Syntax:
custom style action args ... action args ...
create args = cname datatype Nc
cname = name of custom vector or array to create and initialize with zeroes
datatype = int or float = for integer or floating point values
Nc = 0 for a vector (single value), Nc >= 1 for an array (one or more values)
remove arg2 = cname
cname = name of custom vector or array to remove
set args = cname v_name subset-ID region-ID
cname = specify as name (no brackets) for custom vector with name
or as name[N] for Nth column of custom array with name
v_name = equal-, particle-, grid-, or surf-style variable with name
subset-ID = mixture ID (particles) or group ID (grid cells or surf elements)

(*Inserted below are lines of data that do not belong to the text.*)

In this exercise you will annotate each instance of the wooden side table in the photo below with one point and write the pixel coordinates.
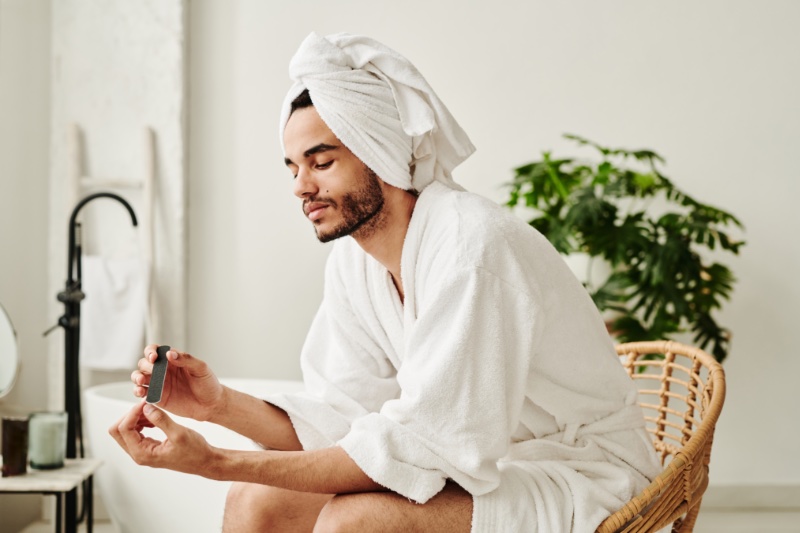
(58, 482)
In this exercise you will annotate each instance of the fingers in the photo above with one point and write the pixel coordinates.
(159, 419)
(127, 433)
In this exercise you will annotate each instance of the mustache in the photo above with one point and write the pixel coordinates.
(317, 201)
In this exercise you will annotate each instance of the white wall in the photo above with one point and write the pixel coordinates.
(712, 86)
(24, 134)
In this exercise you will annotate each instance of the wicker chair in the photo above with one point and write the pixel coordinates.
(682, 396)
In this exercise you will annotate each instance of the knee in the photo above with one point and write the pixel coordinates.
(251, 507)
(344, 515)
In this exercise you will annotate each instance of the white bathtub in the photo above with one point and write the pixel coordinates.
(147, 499)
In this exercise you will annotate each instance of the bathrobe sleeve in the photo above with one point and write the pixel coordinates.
(462, 387)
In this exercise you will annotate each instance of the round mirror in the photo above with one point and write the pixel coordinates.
(9, 359)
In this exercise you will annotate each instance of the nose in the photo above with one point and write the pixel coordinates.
(304, 184)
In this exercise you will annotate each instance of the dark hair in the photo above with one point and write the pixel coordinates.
(302, 100)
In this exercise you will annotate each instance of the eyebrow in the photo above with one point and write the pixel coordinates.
(318, 149)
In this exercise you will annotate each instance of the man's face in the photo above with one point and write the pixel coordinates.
(341, 196)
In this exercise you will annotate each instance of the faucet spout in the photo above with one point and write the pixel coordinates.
(73, 224)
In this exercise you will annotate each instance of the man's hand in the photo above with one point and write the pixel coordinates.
(190, 389)
(183, 450)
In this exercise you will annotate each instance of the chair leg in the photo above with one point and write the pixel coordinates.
(686, 524)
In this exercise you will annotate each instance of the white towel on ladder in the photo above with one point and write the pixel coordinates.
(113, 315)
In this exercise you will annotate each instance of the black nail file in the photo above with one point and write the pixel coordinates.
(158, 375)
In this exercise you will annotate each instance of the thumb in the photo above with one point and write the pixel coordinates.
(159, 418)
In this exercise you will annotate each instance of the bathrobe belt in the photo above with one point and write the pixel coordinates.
(575, 436)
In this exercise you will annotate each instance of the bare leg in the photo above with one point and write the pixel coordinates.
(256, 508)
(386, 512)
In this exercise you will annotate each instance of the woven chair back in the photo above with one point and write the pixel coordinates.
(681, 390)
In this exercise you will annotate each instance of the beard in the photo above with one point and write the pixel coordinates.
(360, 210)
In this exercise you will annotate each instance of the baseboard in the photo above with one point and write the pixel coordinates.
(752, 497)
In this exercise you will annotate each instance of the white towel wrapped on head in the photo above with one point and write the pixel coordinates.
(379, 105)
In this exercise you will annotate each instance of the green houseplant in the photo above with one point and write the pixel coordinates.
(621, 209)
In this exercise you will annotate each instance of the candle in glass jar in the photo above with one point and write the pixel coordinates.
(47, 440)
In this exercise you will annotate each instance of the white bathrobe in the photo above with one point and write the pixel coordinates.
(496, 372)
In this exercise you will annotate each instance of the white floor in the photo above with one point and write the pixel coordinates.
(709, 521)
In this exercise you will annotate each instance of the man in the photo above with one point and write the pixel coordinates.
(458, 376)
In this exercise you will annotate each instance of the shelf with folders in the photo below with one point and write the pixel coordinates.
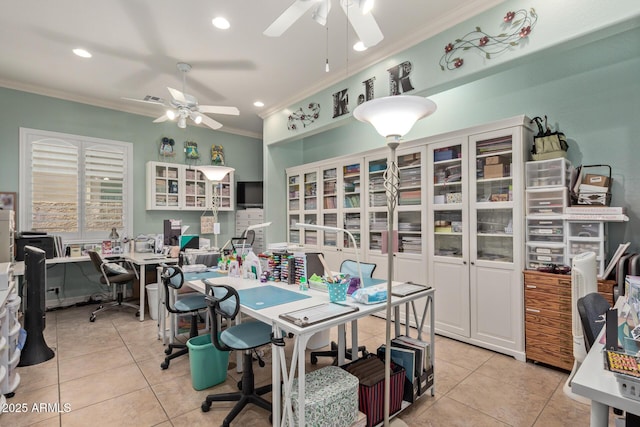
(310, 191)
(447, 233)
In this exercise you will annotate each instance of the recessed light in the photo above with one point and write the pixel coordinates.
(220, 23)
(82, 53)
(359, 47)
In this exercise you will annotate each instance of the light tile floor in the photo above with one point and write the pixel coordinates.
(108, 373)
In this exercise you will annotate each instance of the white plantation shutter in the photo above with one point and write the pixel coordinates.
(73, 186)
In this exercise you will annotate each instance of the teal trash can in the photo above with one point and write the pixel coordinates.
(208, 364)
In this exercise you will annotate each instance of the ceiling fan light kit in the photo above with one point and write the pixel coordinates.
(183, 105)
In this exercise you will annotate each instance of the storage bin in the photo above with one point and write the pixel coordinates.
(331, 398)
(547, 201)
(548, 173)
(208, 364)
(545, 230)
(370, 373)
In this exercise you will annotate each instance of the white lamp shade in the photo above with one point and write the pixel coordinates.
(394, 115)
(215, 173)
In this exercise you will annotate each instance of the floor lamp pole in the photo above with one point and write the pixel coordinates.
(391, 178)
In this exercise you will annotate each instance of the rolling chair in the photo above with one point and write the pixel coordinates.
(349, 267)
(592, 309)
(224, 302)
(173, 279)
(114, 274)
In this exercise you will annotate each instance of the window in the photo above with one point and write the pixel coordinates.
(74, 186)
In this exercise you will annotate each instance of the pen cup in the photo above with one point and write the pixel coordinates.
(337, 291)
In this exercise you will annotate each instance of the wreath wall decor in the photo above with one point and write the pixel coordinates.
(519, 26)
(304, 118)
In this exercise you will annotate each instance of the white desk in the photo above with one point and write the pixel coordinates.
(595, 382)
(140, 259)
(270, 315)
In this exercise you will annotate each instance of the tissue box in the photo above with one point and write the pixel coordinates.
(331, 398)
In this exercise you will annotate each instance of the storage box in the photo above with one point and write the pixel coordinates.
(599, 180)
(331, 398)
(370, 373)
(493, 171)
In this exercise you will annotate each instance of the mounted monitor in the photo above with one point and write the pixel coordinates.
(249, 194)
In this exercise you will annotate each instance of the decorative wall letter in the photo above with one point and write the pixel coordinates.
(399, 81)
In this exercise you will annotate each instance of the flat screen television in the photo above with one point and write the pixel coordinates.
(249, 194)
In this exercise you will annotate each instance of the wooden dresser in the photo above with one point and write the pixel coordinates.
(547, 302)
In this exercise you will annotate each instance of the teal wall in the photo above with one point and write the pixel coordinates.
(22, 109)
(590, 90)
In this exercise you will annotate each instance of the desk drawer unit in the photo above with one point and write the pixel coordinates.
(548, 337)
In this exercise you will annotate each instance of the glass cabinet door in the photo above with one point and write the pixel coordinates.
(195, 189)
(493, 199)
(449, 185)
(310, 191)
(294, 192)
(410, 184)
(167, 192)
(351, 185)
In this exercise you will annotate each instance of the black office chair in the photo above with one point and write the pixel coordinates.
(117, 273)
(224, 302)
(592, 309)
(349, 267)
(173, 279)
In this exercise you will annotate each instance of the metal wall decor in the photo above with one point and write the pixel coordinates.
(518, 26)
(304, 118)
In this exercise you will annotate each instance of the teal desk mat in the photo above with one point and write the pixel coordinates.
(267, 296)
(202, 275)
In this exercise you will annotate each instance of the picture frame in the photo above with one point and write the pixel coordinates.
(9, 200)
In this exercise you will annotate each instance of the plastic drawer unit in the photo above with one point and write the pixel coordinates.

region-ID = only apply to particle/grid/surf in region, NULL to not test
file args = fname M cname1 cname2 ... cnameM
fname = name of file with custom attributes for grid cells or surf elements
M = # of custom values listed on each line of the file
cname1,cname2,...,cnameM = which attribute each line's values are assigned to
cnameI = name of a custom vector
cnameI = name[N] for Nth column of a custom array with name
file/coarse args = Nfile filestyle fname M cname1 cname2 ... cnameM
Nfile = number of coarse files
filestyle = text or binary
fname = name of file with custom attributes for coarse grid cells
M = # of custom values listed for each coarse cell entry in the file
cname1,cname2,...,cnameM = which attribute each coarse cell's values are assigned to
cnameI = name of a custom vector
cnameI = name[N] for Nth column of a custom array with name
Examples:
variable ivec particle id/100000 variable sdvec surf c_1*10+3.5 variable sdarray1 surf s_dvec+1 variable sdarray2 surf v_sdarray1+1
custom particle create ivec int 0 set ivec v_ivec air NULL custom surf create sdvec float 0 set sdvec v_sdvec all NULL custom surf create darray float 2 set darray[1] v_sdarray1 all NULL custom surf set darray[2] v_sdarray2 all NULL custom grid create gvec int 0 create garray float 2 file grid.attributes gvec garray1 garray2 custom particle remove ivec custom surf remove darray
See examples using many of the custom and fix custom command actions in examples/custom
Description:
Create or remove or initialize/reset custom attributes for particles, grid cells, or surface elements.
To create a new attribute, the create action is specified. To remove an attribute, the remove action is specified. The set action evaluates a variable to reset the values for an attribute. The file action reads a file with lines starting with a grid cell ID or surface element ID followed by values for one or more per-grid or per-surf attributes. Particle-style attributes cannot be reset with the file action.
Custom attributes can be vectors (single value per entity) or arrays (mutiple values per entity). They can also be integer or floating point values. See Section 6.17 for an explanation of custom attributes.
The style setting is particle or grid or surf for custom per-particle, per-grid, or per-surf attributes.
The action setting is create or remove or set or file or file/coarse.
The create action creates a new custom attribute called cname and initializes all its values to zero. The datatype is specified as int or float and determines what kind of values the attribute stores. Nc is specified as 0 for custom vector which stores a single value per entity. Specify Nc >= 1 for a custom array which stores Nc values per entity.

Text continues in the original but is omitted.